L'8 gennaio (nuovo calendario) da Berlino veniva comunicato ai giornali svizzeri: «Negli ultimi tempi i giornali hanno più volte pub­blicato notizie di pacifici tentativi di ravvicinamento fra le trincee te­desche e francesi. La Tagliche Rundschau comunica che un ordine del­l'esercito del 29 dicembre proibisce la fraternizzazione e in generale ogni avvicinamento col nemico nelle trincee; la violazione di quest'or­dine sarà punita come alto tradimento».

Dunque, la fraternizzazione e i tentativi di avvicinamento sono un fatto. Il comando militare della Germania se ne preoccupa, dunque gli attribuisce un serio significato. Il giornale operaio inglese Labour leader del 7 gennaio 1915 riporta una serie di citazioni tratte da gior­nali borghesi inglesi che attestano casi di fraternizzazione fra soldati in­glesi e tedeschi, che hanno organizzato per Natale un «armistizio di quarant'otto ore», si sono amichevolmente incontrati a metà strada fra le due trincee, ecc. Il comando militare britannico ha proibito la fra­ternizzazione con un ordine speciale.

E intanto sulla stampa gli oppor­tunisti socialisti e i loro difensori (o servi?) cercavano (come Kautsky) di persuadere gli operai - con aria di sufficienza e con la tranquilla consapevolezza che la censura militare li avrebbe protetti da ogni smentita - che gli accordi fra i socialisti dei paesi belligeranti per un'azione contro la guerra erano impossibili (espressione letterale di Kautsky nella Neue Zeit)!!

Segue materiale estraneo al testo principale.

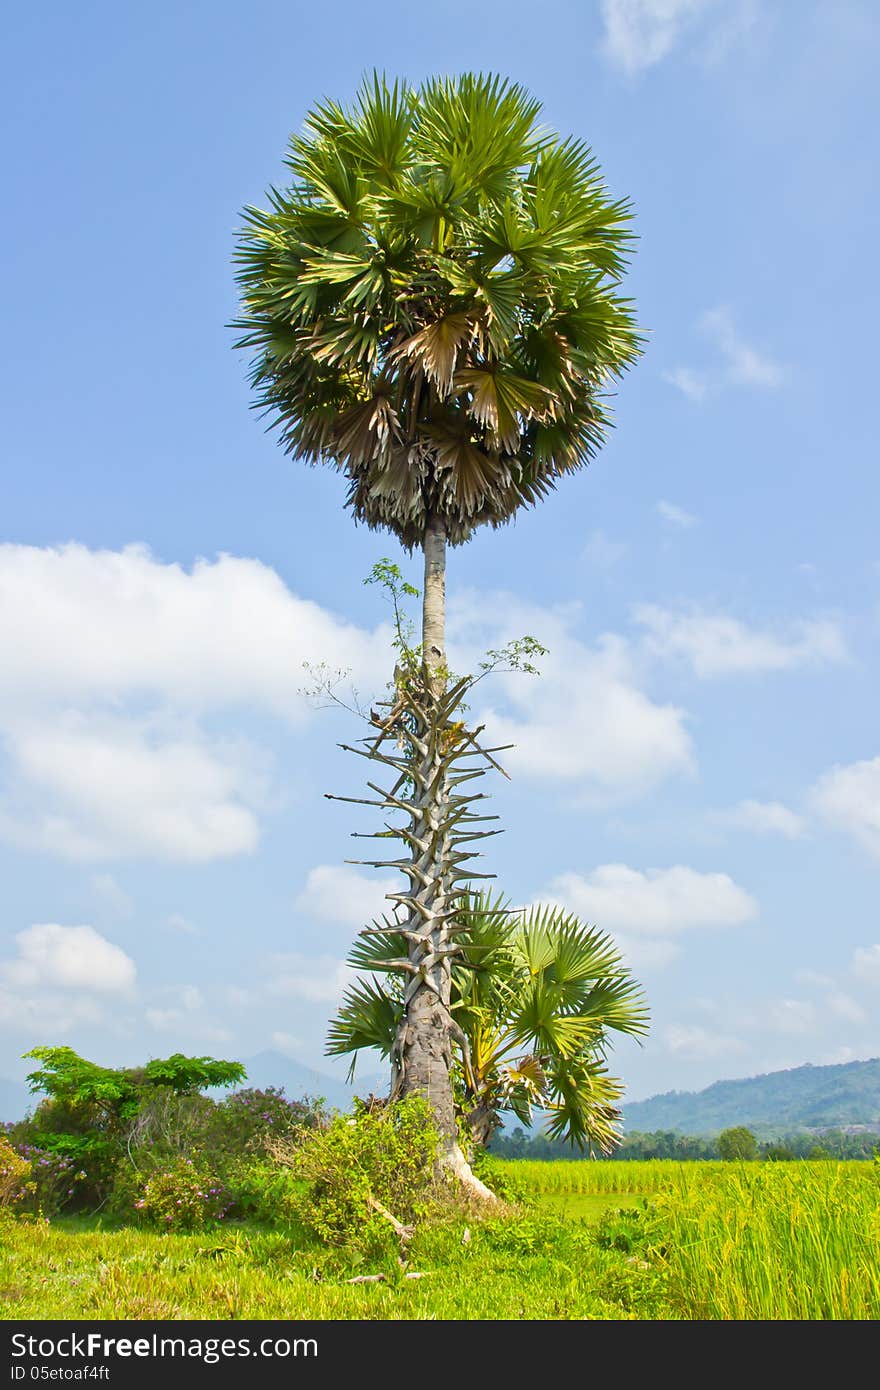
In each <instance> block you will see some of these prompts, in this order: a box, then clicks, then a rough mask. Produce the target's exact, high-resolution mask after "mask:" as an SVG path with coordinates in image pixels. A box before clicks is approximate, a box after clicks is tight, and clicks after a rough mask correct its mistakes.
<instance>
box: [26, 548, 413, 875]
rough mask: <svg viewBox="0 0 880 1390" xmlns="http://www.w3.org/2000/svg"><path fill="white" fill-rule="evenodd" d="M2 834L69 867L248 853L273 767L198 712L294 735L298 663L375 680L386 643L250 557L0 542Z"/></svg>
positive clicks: (382, 637)
mask: <svg viewBox="0 0 880 1390" xmlns="http://www.w3.org/2000/svg"><path fill="white" fill-rule="evenodd" d="M0 651H3V660H4V678H3V685H1V687H0V742H1V744H3V746H4V749H6V755H7V767H8V773H7V785H6V788H3V791H0V838H4V840H7V841H8V842H11V844H14V845H17V847H19V848H29V849H39V851H44V852H49V853H54V855H58V856H61V858H67V859H81V860H89V859H90V860H95V859H118V858H135V856H143V858H150V859H174V860H179V862H185V863H197V862H206V860H210V859H215V858H225V856H229V855H241V853H249V852H250V851H253V849H254V847H256V844H257V838H259V821H257V812H259V810H263V809H266V792H267V781H268V778H267V769H266V766H264V765H263V763H261V758H260V755H259V752H257V751H256V749H254V748H252V746H249V745H247V744H245V742H243V741H242V739H224V738H221V737H218V735H217V734H211V735H209V734H207V733H206V731H204V730H203V728H202V727H200V726H199V723H197V721H199V719H202V717H204V716H215V714H217V713H222V712H227V710H229V709H235V708H246V709H249V710H256V712H264V713H270V714H274V716H277V717H279V719H284V720H285V721H288V723H291V724H293V726H296V727H300V726H304V723H306V721H307V720H309V719H310V717H311V716H310V708H309V702H307V701H306V699H304V698H302V696H300V695H299V694H298V691H299V689H300V687H302V685H303V684H307V682H309V676H307V673H306V671H304V670H303V662H306V660H310V662H311V663H314V664H317V663H321V662H323V663H325V664H327V667H328V669H331V670H332V669H341V667H350V670H352V680H355V681H356V682H360V684H361V687H363V685H364V684H366V685H367V687H370V685H371V684H374V682H375V684H381V682H382V681H384V677H385V670H384V667H385V664H386V652H388V641H386V632H385V630H382V628H377V631H375V632H373V634H370V632H367V631H361V630H360V628H356V627H355V626H352V624H349V623H345V621H342V620H341V619H336V617H335V616H334V614H331V613H327V612H324V610H323V609H321V607H318V605H316V603H311V602H309V600H306V599H300V598H298V596H296V595H293V594H291V591H289V589H288V588H286V587H285V584H284V582H282V581H281V578H279V577H278V575H277V574H275V573H274V571H272V570H270V569H268V567H267V566H264V564H260V563H259V562H256V560H245V559H236V557H234V556H221V557H220V559H217V560H214V562H209V560H199V562H196V563H195V564H193V567H192V570H189V571H188V570H185V569H184V567H182V566H179V564H164V563H161V562H160V560H157V559H156V557H154V556H152V555H150V552H149V550H147V549H146V548H143V546H129V548H127V549H124V550H120V552H115V550H89V549H86V548H85V546H82V545H65V546H60V548H57V549H40V548H36V546H25V545H0Z"/></svg>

Immaginate che Hyndman, Guesde, Vandervelde, Plekhanov, Kautsky, ecc., invece di dedicarsi, come fanno adesso, alla complicità con la borghesia, avessero costituito un comitato internazionale di agi­tazione per la «fraternizzazione e i tentativi di ravvicinamento» fra i socialisti dei paesi belligeranti, sia «nelle trincee», sia nell'esercito in generale.

Quali sarebbero stati i risultati dopo alcuni mesi, se adesso, a sei mesi dall'inizio della guerra, contro la volontà di tutti i papaveri, i capi e le stelle di prima grandezza, che hanno tradito il socialismo, si sviluppa dappertutto l'opposizione contro coloro che hanno votato i crediti e contro i cacciatori di poltrone ministeriali, mentre il comando militare minaccia la pena di morte per la «fraternizzazione»!

«Praticamente la questione è una sola: la vittoria o la sconfitta del proprio paese», scriveva il servo degli opportunisti Kautsky, all'unisono con Guesde, Plekhanov e soci. Si, se si dimentica il socia­lismo e la lotta di classe, questo è vero. Ma se non si dimentica il socialismo, questo è falso: c'è un'altra questione pratica.

Perire nella guerra fra gli schiavisti, restando uno schiavo cieco e impotente, o perire compiendo dei «tentativi di fraternizzazione» fra gli schiavi per rovesciare la schiavitù?

Ecco qual è, in realtà, la questione «pratica».

Sotsial-Demokrat, n. 40, 29 marzo 1915.

In Lenin, Opere Complete, vol. 21, Editori Riuniti, Roma, 1966, pp. 160-161

 



[i] Alberto Del Bono, La tregua di Natale. Lettere dal fronte, Lindau, Torino, novembre 2014.